To back that up, QEC cites its power reliability rating, which stood at 99.84 per cent in 2012-13.
Another reason is that nearly all attempts to try out wind or hydroelectric power in Nunavut have fizzled.
For example, a proposed hydro-electric dam near Iqaluit at Jayne’s Inlet has been postponed indefinitely and at the same time, the QEC’s capital plans focus heavily on refurbishing and expanding its fleet of diesel generators.
In another botched alternative energy project, an abandoned wind turbine still sits in Kugluktuk.
These “negative experiences” have likely “darkened the public’s perception of these types of projects in general,” the report said.
At the same time, the GN faces numerous pressures that take priority over alternative energy.
“Spending on energy technologies [in Nunavut] must compete with other acutely important policy areas such as housing, health and education,” the report said.
Elsewhere in the report, the Carleton researchers suggest that hydroelectric power in the North is most feasible when hydro projects are located close to mines, which are big consumers of electrical power.
But the mining industry does not generally show much interest in such co-operation.
“Large Arctic mines, however, have shown little interest in investing in, or being a partner with a hydro development project despite their high power load,” the report said.
The only case study for Nunavut cited in the report is a little-known project in Iqaluit aimed at increasing energy conservation in government buildings.
Called the “Iqaluit Pilot Project,” the scheme, which began in 2007, involves energy efficiency retrofits in 39 GN-owned facilities combined with solar hot water and solar air installations.
Right now, that project saves the GN about $1.7 million a year in energy costs. In 2015 and 2016, the GN plans to extend it to the Kivalliq region.
However, all this means that for the foreseeable future, Nunavut will likely continue to consume more than 40 million litres of diesel a year, requiring consumers to pay some of the highest power rates in North America.
In Nunavik, however, the study’s authors cite the small-scale Innavik hydroelectric project in on the Inukjuak River as a potential success.
Owned 100 per cent by Inukjuak’s Pituvik Landholding Corp. — a local body set up under the James Bay land claims agreement — the project would generate 7.5 megawatts for power, enough to provide electricity to all of Inukjuak, which has a population of about 1,600 people. It would also allow buildings in the community to switch to electric heat.

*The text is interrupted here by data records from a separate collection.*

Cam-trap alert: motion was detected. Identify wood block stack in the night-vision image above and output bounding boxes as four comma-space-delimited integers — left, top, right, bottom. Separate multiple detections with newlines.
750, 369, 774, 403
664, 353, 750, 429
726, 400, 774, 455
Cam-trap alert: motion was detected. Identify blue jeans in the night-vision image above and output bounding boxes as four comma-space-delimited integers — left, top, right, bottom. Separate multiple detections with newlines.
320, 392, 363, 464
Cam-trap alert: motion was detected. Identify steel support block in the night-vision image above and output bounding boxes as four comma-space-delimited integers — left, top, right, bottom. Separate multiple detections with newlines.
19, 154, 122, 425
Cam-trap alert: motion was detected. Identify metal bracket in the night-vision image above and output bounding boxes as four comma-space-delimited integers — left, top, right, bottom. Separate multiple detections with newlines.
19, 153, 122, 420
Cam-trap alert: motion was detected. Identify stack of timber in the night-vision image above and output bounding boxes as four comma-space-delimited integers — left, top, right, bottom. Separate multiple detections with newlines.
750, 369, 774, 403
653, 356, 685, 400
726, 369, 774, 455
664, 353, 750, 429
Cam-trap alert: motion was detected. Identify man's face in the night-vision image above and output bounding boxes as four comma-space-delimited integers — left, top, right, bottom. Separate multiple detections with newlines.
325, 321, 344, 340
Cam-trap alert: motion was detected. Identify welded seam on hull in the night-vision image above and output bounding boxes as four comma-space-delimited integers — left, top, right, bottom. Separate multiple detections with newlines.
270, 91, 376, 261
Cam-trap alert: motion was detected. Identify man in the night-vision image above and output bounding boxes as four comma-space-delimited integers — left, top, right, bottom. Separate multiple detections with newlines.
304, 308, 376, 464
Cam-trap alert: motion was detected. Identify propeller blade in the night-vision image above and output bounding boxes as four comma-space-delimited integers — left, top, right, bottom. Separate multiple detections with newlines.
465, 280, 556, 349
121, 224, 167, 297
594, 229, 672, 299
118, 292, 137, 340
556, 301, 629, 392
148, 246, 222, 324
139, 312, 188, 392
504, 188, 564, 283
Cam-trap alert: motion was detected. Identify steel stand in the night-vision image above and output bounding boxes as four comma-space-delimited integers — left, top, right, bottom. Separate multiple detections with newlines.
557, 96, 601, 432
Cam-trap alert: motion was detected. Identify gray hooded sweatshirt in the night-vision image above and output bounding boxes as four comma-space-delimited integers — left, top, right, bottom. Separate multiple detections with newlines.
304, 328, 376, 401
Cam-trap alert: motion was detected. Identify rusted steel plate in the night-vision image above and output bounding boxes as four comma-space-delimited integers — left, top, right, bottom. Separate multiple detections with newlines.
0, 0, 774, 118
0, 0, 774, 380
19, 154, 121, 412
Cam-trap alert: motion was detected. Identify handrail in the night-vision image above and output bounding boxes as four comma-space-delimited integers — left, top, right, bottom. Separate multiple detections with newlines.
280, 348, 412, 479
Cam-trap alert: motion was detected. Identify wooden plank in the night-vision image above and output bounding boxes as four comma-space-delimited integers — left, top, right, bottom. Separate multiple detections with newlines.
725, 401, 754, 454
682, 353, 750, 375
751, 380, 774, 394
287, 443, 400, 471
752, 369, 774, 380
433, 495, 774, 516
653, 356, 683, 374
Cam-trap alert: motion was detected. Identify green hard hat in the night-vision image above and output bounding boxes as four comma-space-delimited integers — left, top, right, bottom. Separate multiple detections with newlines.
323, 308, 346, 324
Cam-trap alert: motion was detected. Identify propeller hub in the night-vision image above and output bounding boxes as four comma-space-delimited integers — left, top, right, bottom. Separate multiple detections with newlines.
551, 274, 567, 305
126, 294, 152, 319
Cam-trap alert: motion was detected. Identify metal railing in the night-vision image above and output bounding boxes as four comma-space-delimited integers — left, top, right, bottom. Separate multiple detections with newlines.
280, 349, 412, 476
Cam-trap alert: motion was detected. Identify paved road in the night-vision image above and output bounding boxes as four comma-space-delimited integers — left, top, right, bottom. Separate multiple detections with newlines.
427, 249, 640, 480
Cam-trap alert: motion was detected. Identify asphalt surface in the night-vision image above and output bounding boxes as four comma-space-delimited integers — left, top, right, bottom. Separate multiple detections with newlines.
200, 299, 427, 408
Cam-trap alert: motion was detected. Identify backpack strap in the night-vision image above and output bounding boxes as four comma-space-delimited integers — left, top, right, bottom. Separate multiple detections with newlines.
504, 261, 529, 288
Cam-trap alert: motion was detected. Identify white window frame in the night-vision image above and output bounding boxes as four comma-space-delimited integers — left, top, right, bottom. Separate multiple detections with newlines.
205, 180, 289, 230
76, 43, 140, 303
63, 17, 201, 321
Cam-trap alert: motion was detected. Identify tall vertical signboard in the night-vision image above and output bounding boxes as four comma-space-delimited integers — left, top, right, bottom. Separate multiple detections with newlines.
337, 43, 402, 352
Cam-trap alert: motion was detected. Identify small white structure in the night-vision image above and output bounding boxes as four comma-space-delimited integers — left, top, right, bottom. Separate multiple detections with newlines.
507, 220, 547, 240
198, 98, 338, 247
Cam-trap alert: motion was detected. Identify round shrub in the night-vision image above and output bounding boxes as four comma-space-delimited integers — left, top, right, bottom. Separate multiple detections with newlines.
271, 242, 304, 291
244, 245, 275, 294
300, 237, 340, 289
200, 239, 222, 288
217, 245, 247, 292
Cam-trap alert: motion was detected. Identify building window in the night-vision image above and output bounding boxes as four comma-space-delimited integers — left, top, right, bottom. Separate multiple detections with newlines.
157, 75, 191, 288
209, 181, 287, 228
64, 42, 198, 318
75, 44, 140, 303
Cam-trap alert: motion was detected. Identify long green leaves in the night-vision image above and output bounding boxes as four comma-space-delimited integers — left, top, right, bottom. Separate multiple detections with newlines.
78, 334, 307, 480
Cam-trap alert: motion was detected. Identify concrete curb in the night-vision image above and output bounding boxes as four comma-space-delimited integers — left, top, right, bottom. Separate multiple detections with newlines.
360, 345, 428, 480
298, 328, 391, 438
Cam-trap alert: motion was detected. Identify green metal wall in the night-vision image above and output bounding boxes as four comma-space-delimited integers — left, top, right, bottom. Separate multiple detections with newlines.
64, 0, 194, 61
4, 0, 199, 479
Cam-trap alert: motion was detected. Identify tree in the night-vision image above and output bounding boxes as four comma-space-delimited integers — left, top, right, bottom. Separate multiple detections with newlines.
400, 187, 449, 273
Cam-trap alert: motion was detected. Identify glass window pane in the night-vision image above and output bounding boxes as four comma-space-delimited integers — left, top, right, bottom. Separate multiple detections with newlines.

But Hydro-Québec offered to buy power from the station at a rate that covers only about 40 per cent of its operating costs.
And the entire arrangement is plagued by an overall lack of transparency.
“All of the details of the calculations, however, were not disclosed thus raising doubt amongst developers and the community as to whether Hydro-Québec had undervalued the avoided cost of diesel generation,” the report said.
Also in Nunavik, there’s a private sector project — inspired by the Quebec-California cap-and-trade system for reducing greenhouse gas emissions — that a mining company is using to replace some of the 60 million litres of diesel it burns every year.
The Raglan mine wind project near Deception Bay involves the erection of a big, 80-metre wind turbine capable of producing three megawatts of power.
That’s enough to replace 2.3 million litres of diesel fuel each year and to supply about five per cent of the Raglan mine’s power needs, which range from 14 MW in the summer to 19 MW in the winter.
“The mine uses approximately 60 million litres of diesel fuel per year, leading to significant cost advantages if this diesel use is partially displaced by clean energy,” the report said.
“The large potential reduction in GHG emissions was another driver behind the project, with a lower carbon footprint aiding the company’s efforts in environmental stewardship.”
Glencore, the company that owns the Raglan mine, is also looking at the possibility of building more turbines in the future to increase their power generating capacity to nine MW.